Figure 6. Normalization of circulating B cell levels by plerixafor did not affect immunoglobulin levels.

Dashed horizontal lines demarcate the normal range for each parameter established by the NIH-CC Department of Laboratory Medicine. Top: B cells. The time on each drug includes both equilibration and treatment phases and is indicated at the top by brackets. Each graphed line represents data for a single patient. Bottom: Immunoglobulin levels. G-CSF and plerixafor data designate the final value obtained at the end of each treatment phase. IgG data are only shown for patients not receiving supplemental immunoglobulin. P values are only shown for the drug comparisons and were determined by a 2-sided Wilcoxon’s matched pairs rank test. Comparisons of day –0 baseline data to data on each drug were not significant.

Figure 7. Plerixafor and G-CSF effects on wart burden in patients with WHIM.

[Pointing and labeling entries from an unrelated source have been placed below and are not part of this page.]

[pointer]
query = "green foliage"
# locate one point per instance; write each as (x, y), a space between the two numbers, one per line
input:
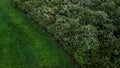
(89, 30)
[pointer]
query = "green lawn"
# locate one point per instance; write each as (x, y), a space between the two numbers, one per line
(23, 46)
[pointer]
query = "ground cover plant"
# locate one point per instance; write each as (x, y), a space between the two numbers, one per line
(89, 30)
(24, 46)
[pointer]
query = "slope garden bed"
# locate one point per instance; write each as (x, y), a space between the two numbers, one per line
(89, 30)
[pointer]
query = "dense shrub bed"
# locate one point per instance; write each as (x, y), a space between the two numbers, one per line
(89, 30)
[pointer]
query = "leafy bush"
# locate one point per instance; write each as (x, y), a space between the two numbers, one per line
(89, 30)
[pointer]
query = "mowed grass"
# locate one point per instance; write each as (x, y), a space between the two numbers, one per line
(23, 46)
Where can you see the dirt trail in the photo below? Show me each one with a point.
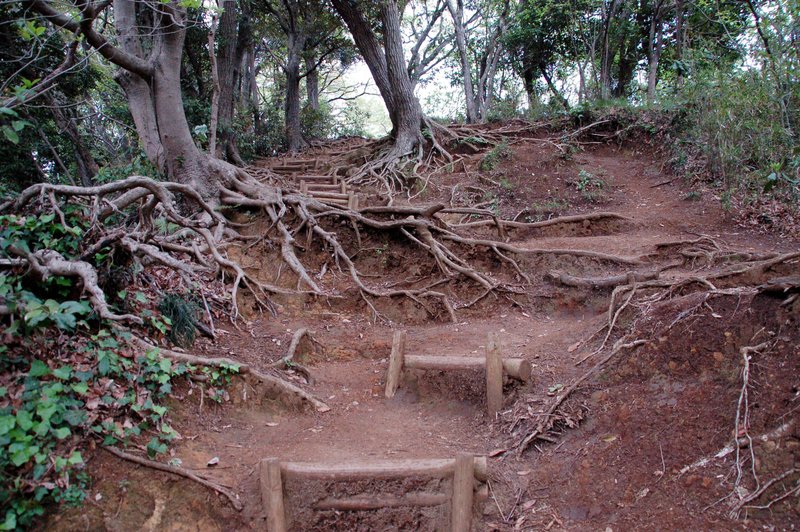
(436, 415)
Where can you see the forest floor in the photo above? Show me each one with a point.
(645, 417)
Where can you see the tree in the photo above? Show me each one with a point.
(479, 55)
(388, 67)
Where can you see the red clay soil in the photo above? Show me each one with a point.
(651, 413)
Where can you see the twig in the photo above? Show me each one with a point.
(237, 504)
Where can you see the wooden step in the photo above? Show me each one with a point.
(467, 472)
(320, 187)
(314, 177)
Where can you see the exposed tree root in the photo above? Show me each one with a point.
(540, 429)
(181, 472)
(288, 361)
(279, 387)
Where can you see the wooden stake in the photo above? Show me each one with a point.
(463, 479)
(396, 362)
(494, 376)
(272, 494)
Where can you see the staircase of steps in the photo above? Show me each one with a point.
(307, 175)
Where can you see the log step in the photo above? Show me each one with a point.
(466, 470)
(321, 187)
(495, 365)
(315, 177)
(518, 368)
(380, 469)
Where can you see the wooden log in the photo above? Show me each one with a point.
(494, 376)
(323, 187)
(518, 368)
(317, 178)
(272, 494)
(380, 469)
(331, 195)
(395, 362)
(461, 507)
(374, 502)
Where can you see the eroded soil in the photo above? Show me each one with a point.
(650, 414)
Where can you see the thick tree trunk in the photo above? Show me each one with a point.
(457, 13)
(369, 47)
(229, 58)
(294, 133)
(312, 83)
(87, 166)
(407, 115)
(156, 104)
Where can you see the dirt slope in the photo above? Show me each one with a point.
(653, 412)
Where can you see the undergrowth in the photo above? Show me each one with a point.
(67, 377)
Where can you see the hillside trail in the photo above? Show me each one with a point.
(433, 415)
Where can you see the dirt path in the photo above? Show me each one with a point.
(436, 415)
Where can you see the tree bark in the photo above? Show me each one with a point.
(407, 115)
(86, 165)
(229, 59)
(654, 53)
(312, 83)
(294, 133)
(369, 47)
(556, 94)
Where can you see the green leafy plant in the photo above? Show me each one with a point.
(492, 159)
(590, 186)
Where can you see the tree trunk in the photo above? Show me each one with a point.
(87, 166)
(294, 133)
(457, 13)
(369, 47)
(607, 56)
(156, 104)
(407, 115)
(312, 83)
(556, 94)
(229, 59)
(654, 53)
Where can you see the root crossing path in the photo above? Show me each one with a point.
(442, 414)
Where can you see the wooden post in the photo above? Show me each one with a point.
(395, 362)
(272, 494)
(494, 376)
(463, 479)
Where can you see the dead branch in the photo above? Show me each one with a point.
(181, 472)
(547, 416)
(279, 386)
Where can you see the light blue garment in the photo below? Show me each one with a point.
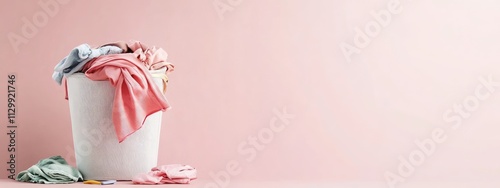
(78, 57)
(52, 170)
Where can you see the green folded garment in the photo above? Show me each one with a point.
(52, 170)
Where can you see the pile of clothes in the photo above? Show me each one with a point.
(55, 170)
(127, 67)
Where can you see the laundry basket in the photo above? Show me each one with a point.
(98, 153)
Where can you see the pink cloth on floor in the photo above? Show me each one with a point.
(167, 174)
(136, 94)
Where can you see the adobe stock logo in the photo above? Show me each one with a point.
(363, 38)
(40, 19)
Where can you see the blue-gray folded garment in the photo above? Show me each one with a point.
(78, 57)
(52, 170)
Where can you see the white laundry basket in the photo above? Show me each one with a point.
(99, 155)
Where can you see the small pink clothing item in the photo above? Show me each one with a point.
(167, 174)
(136, 95)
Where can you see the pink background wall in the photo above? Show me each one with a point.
(351, 119)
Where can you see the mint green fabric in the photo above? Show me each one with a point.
(52, 170)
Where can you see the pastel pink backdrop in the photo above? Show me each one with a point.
(352, 119)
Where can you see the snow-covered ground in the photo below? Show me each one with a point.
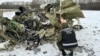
(87, 37)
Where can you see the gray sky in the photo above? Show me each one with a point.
(14, 0)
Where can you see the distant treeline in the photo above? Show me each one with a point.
(85, 6)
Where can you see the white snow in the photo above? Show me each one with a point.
(87, 37)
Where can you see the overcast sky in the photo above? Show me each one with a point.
(14, 0)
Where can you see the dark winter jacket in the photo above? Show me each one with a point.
(68, 38)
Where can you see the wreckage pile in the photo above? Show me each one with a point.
(37, 25)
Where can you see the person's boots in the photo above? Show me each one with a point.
(71, 54)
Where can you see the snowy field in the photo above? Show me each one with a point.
(87, 37)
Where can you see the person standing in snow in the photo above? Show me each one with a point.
(67, 38)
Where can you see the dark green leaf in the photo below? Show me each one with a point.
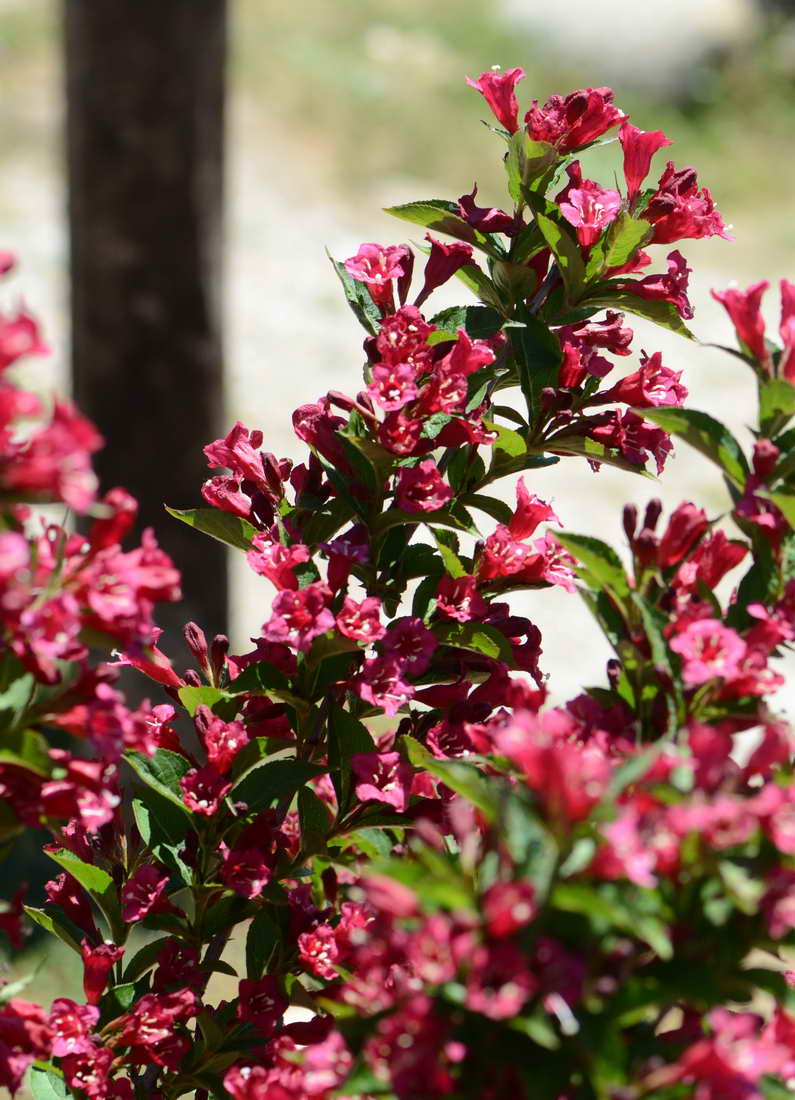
(272, 780)
(365, 310)
(223, 526)
(443, 217)
(706, 435)
(263, 938)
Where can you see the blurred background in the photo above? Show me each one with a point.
(337, 110)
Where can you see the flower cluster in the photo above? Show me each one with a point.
(446, 886)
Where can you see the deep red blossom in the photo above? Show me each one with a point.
(591, 208)
(421, 488)
(262, 1003)
(498, 89)
(142, 892)
(574, 121)
(678, 209)
(299, 617)
(639, 147)
(97, 965)
(203, 789)
(744, 311)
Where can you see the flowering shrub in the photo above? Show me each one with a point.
(445, 887)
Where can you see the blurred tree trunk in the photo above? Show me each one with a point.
(145, 91)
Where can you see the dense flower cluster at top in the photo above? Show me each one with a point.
(467, 892)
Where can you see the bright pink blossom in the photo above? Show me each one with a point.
(591, 208)
(498, 89)
(639, 147)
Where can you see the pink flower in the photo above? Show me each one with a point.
(383, 777)
(709, 650)
(411, 644)
(678, 209)
(743, 309)
(443, 262)
(318, 952)
(671, 287)
(421, 488)
(203, 789)
(142, 892)
(72, 1025)
(786, 329)
(97, 965)
(591, 208)
(653, 384)
(575, 121)
(393, 385)
(245, 870)
(262, 1003)
(222, 739)
(498, 89)
(275, 561)
(639, 147)
(361, 622)
(376, 266)
(299, 617)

Representative images of warts at baseline and at the end of the indicated drug treatment period are shown for patients demonstrating improvement in wart areas during the study. Images are for the patient indicated to the left of the corresponding row. Comprehensive assessments of wart changes on drug treatment are detailed in Table 2, Supplemental Tables 7–13, and Supplemental Figure 7.